Everyone talks about the "new normal" after you lose a child. I don't believe "normal" will ever return to my house after my 18 year old son, Max, was killed in a car crash on 8/6/10. "Normal Died With Max", and this blog is about the life I have without him.
Monday, April 21, 2014
Max Lives because of Easter
Easter has grown to be a very important holiday for me. I have been a Christian for a long while, and I always understood the significance of Easter and the sacrifice that Jesus made for me. I understood it in my head and the best I could in my heart.
And then Max was killed. And suddenly, I understood on a much deeper level.
Now I understand that because of Easter, my flawed-wonderful-sweet-arrogant son has his body in a cemetery and his soul LIVES in heaven with Jesus. I understood it for myself, but now, I understand it because one of my children is safe in eternity because of it.
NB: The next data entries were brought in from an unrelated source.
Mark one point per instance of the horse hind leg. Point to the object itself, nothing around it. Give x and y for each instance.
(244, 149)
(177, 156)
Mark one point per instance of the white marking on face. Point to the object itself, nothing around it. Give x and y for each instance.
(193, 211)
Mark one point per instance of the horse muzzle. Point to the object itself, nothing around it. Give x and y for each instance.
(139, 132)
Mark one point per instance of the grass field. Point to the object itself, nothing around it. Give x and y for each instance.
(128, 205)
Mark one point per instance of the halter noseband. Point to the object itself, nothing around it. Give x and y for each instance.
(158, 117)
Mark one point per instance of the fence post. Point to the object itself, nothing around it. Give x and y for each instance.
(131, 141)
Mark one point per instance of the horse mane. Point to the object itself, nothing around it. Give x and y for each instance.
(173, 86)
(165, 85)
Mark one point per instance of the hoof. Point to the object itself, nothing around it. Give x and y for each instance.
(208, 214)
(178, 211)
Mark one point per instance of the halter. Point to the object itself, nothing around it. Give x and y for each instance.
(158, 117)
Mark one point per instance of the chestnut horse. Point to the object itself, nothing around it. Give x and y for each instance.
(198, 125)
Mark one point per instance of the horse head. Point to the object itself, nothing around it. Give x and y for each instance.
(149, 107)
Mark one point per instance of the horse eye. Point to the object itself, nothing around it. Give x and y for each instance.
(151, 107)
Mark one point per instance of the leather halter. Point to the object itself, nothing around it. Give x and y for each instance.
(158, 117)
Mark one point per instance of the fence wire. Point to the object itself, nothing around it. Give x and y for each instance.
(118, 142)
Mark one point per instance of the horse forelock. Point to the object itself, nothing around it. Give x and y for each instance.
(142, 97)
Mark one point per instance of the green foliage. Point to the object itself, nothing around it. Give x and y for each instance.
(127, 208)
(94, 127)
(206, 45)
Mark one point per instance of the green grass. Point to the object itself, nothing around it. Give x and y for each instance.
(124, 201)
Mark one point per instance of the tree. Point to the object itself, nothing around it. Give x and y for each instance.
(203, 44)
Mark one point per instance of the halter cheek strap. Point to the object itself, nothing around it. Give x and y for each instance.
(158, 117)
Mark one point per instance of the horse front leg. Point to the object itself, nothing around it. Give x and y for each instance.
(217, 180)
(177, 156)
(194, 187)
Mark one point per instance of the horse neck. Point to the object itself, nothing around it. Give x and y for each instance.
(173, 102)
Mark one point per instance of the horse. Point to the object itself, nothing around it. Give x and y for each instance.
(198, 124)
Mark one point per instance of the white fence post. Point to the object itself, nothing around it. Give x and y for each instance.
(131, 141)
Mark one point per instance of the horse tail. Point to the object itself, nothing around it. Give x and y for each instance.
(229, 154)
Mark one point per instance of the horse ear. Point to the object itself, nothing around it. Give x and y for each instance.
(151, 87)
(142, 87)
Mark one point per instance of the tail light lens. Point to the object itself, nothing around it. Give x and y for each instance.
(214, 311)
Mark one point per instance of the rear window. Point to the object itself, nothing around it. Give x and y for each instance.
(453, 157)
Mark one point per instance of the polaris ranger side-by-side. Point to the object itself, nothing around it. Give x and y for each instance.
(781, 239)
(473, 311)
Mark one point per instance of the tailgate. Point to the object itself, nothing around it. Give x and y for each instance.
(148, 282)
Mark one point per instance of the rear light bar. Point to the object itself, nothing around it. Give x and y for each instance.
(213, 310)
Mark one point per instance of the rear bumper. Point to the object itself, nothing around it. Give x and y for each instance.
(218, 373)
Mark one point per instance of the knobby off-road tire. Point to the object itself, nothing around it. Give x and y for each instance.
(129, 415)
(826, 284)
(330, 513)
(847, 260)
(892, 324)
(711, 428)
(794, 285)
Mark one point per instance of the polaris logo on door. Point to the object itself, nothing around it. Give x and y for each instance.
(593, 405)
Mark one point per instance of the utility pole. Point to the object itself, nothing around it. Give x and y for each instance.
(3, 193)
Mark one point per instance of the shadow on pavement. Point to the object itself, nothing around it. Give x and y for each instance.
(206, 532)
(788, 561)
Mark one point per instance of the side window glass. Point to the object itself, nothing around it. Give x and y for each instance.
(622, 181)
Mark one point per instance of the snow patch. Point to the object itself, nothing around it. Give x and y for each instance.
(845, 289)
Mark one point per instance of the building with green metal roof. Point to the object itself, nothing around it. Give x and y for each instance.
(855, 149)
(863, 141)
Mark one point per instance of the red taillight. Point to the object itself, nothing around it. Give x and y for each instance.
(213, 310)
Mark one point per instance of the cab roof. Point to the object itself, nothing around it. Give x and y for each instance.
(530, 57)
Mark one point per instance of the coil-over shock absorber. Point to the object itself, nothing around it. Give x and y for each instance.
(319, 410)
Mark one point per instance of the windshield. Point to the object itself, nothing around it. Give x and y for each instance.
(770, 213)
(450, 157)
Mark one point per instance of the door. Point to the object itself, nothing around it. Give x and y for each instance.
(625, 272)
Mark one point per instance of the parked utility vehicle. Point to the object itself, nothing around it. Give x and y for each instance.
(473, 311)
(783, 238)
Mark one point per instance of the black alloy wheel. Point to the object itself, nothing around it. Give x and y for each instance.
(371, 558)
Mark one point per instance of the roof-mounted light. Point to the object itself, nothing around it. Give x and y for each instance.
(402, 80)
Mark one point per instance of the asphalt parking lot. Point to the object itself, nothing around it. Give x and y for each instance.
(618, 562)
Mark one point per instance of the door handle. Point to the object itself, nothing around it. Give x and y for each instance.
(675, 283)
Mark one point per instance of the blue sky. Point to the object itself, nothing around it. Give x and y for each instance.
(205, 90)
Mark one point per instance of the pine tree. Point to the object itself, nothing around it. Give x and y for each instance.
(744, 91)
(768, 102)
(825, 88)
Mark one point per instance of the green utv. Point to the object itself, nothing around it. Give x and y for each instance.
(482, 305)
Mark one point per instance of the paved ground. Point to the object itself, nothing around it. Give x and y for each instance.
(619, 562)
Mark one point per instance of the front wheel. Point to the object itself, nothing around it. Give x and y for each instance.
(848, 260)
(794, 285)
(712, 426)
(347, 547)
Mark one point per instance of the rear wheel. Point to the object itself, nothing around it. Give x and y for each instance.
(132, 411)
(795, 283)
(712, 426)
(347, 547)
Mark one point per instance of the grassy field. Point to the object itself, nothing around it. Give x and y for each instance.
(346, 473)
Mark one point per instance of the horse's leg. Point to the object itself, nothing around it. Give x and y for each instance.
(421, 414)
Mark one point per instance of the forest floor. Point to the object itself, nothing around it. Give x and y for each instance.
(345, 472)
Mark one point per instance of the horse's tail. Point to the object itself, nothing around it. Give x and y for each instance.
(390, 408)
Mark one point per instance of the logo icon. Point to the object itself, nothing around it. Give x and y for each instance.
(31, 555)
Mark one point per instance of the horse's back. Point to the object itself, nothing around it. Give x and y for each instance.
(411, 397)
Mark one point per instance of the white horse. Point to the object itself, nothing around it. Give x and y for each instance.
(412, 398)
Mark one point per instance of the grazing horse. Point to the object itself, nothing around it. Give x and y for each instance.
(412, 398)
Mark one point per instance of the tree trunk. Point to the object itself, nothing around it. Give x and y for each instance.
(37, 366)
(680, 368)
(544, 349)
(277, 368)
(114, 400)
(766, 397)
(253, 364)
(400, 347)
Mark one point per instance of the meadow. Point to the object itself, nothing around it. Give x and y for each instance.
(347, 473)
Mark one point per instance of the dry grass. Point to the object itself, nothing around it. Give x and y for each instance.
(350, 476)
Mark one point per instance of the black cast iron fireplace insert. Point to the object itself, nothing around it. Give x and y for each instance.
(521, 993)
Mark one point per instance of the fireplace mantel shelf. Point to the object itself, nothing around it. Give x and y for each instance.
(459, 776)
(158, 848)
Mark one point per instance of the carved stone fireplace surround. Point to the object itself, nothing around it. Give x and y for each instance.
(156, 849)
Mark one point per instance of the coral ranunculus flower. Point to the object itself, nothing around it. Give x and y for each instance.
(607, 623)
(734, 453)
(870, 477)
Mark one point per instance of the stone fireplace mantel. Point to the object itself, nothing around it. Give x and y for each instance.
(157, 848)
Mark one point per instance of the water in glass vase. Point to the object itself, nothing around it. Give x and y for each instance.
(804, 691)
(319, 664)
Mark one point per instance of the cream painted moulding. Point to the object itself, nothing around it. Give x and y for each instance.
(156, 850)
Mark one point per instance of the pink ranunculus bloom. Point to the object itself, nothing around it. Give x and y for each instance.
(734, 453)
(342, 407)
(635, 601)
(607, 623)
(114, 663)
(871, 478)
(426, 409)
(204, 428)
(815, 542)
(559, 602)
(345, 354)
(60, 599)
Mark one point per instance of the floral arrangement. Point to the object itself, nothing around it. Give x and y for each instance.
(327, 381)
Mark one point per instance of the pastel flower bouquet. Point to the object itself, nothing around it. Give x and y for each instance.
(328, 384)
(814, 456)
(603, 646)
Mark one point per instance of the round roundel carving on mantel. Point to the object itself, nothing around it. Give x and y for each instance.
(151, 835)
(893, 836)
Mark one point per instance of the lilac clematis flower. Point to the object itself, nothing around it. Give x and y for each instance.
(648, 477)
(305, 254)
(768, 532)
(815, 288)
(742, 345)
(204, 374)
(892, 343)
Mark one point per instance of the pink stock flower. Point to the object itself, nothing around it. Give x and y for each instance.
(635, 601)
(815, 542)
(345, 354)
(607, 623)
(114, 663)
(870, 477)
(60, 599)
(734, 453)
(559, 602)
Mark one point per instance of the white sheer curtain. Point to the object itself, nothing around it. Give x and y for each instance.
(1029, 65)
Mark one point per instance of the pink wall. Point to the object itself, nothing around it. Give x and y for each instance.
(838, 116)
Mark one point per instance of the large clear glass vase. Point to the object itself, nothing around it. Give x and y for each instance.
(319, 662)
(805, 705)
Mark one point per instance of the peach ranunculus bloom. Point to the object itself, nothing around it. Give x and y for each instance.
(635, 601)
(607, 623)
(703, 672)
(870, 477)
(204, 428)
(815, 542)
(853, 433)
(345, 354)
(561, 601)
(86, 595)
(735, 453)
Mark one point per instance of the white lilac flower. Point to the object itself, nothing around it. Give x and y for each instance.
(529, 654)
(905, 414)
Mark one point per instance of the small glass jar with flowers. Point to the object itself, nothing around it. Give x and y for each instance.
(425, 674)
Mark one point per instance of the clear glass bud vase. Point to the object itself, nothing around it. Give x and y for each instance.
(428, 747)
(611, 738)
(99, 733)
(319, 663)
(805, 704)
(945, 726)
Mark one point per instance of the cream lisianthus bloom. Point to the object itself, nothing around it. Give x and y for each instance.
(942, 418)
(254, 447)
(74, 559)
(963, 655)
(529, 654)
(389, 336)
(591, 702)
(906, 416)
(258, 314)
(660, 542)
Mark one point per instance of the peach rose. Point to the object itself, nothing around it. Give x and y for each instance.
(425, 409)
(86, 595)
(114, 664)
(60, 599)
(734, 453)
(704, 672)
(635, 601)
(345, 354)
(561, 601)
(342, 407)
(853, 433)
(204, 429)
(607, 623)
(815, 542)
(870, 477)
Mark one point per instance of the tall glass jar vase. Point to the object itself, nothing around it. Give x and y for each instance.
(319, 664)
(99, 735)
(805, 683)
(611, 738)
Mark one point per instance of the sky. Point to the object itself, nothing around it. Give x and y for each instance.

Since Max, I've had several deaths that have impacted me: my grieving-mom friend Kim, my babe-chick sister Jeanie, my pappaw, my grandmother ... and with each death, I grieve and mourn and also long for heaven just that much more.
This season as I approach the 4 year mark of Max's death, I marvel at how deeply the Easter season affects me and gives me peace and happiness. Good Friday. The darkness. The agony. The sorrow. Holy Saturday. When hope seems dead. Mourning continues through shock. Resurrection Sunday. When *everything* changed. Jesus ROSE FROM THE DEAD. For real. Now, I can ALWAYS have hope, even through my darkest sorrow. Because of Jesus. Because of the salvation He offers.
My family will one day be whole again - on that day - when we all meet Jesus face-to-face when our time has come to an end on this earth. Jesus is Risen, He is Risen Indeed.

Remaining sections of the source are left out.